The small intestine has three portions: the duodenum which connects to the stomach and the jejunum and ileum below. The jejunum and ileum are mostly involved in absorption but the duodenum, being so close to the stomach, is the site of further digestion.
There are two ducts that enter the duodenum near where the stomach contents enter. One duct is for bile, squirted in directly from the liver’s gall bladder. The bile serves to neutralize the acid which the stomach had added, to emulsify (or dissolve) dietary fats for absorption later in the tract, and also to excrete some toxins. The other duct is the pancreatic duct which squirts in more digestive enzymes so as to break down starches and continue the break down of protein.

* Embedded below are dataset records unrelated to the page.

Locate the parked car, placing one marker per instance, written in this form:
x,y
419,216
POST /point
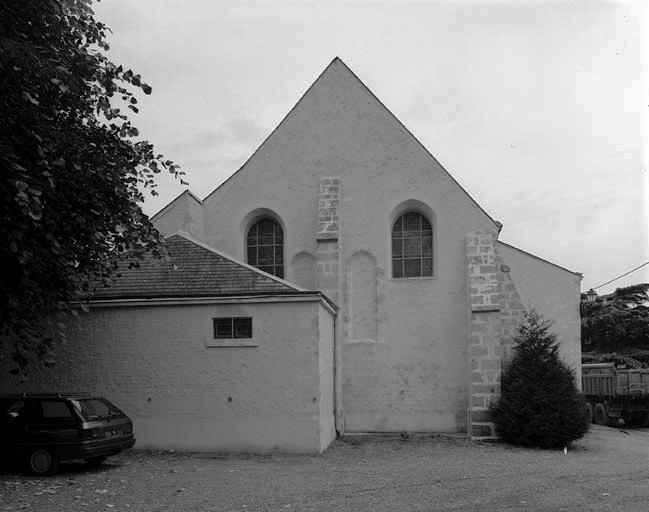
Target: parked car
x,y
42,429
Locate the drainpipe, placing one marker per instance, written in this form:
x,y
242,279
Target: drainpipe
x,y
337,369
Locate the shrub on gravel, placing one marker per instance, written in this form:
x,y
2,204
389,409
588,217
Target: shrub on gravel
x,y
540,404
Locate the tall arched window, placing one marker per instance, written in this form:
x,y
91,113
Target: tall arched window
x,y
412,246
265,247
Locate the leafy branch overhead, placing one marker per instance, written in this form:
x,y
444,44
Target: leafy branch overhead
x,y
74,171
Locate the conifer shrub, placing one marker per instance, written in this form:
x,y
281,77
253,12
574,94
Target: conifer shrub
x,y
540,404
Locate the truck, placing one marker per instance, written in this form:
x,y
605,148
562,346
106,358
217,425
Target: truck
x,y
615,392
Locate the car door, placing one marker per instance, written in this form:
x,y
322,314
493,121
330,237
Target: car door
x,y
54,423
14,421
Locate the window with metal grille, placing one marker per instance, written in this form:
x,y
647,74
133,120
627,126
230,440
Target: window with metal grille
x,y
265,247
229,327
412,246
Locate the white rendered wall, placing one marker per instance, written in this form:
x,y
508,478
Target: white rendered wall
x,y
555,294
154,363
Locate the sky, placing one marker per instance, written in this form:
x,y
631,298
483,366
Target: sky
x,y
539,109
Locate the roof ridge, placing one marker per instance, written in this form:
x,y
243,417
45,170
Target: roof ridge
x,y
186,191
207,247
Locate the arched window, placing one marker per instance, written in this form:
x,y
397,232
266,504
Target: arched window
x,y
412,246
265,247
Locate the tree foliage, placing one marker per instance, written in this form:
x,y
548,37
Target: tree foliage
x,y
618,322
540,404
72,168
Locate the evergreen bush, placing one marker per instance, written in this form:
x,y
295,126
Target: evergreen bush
x,y
540,404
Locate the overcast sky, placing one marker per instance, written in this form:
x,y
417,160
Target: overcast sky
x,y
537,108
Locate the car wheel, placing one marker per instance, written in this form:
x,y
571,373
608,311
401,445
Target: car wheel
x,y
43,462
95,461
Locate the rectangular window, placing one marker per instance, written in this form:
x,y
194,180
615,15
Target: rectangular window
x,y
233,327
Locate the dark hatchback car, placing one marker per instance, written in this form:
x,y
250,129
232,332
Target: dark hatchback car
x,y
41,429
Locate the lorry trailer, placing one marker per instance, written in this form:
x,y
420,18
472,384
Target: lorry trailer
x,y
614,392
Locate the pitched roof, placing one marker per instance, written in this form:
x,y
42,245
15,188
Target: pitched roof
x,y
193,270
184,193
540,259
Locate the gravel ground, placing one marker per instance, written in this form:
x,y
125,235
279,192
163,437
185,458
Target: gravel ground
x,y
607,470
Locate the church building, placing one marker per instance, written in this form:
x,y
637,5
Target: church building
x,y
341,281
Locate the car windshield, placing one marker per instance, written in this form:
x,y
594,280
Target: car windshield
x,y
95,408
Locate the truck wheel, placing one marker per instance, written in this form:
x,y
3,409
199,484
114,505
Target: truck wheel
x,y
43,462
601,416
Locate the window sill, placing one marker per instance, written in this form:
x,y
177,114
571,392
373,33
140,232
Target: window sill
x,y
231,342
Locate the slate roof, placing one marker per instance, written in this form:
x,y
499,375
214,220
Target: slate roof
x,y
193,270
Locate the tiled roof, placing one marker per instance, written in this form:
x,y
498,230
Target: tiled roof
x,y
193,270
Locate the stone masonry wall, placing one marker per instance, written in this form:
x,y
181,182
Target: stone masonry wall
x,y
328,208
485,350
512,312
328,269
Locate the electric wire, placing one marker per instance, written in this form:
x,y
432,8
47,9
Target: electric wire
x,y
620,277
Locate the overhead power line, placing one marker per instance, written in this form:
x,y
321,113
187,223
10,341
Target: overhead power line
x,y
620,277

The pancreas is a pale pink glandular organ that nestles cozily just under the stomach and along the duodenum. As a glandular organ, the pancreas is all about secretion and it has two main jobs: the first job is the secretion of digestive enzymes to help us break down the food we eat, the second job is the secretion of insulin and glucagon (to regulate sugar metabolism). The digestive enzymes are the part of the story that concerns us in pancreatitis.
In pancreatitis, inflammation disrupts the normal integrity of the pancreas. Digestive enzymes which are normally safely stored in granules are released prematurely where they digest the body itself. The result can be a metabolic catastrophe. The living tissue becomes further inflamed and the tissue damage quickly involves the adjacent liver. Toxins released from this orgy of tissue destruction are released into the circulation and can cause a body-wide inflammatory response. If the pancreas is affected so as to disrupt its ability to produce insulin, diabetes mellitus can result; this can be either temporary or permanent.
- Special disasters include the disruption of “surfactants” in the lung tissue which normally keep the tiny air-filled alveoli from collapsing after each exhaled breath. Without surfactants, the alveoli close up and respiratory failure results.
- Also, there is a special syndrome called “Weber-Christian syndrome” where fats throughout the body are destroyed with painful and disastrous results.
- Pancreatitis is one of the chief risk factors for the development of what is called “disseminated intravascular coagulation” or “DIC” which is basically a massive uncoupling of normal blood clotting and clot dissolving mechanisms. This leads to abnormal simultaneous bleeding and clotting of blood throughout the body.
- Pancreatic encephalopathy (brain damage) can occur if the fats protecting the central nervous system become digested.
The good news is that most commonly the inflammation
is confined to the area of the liver and pancreas
but even with this limitation pancreatitis can be painful and life-threatening.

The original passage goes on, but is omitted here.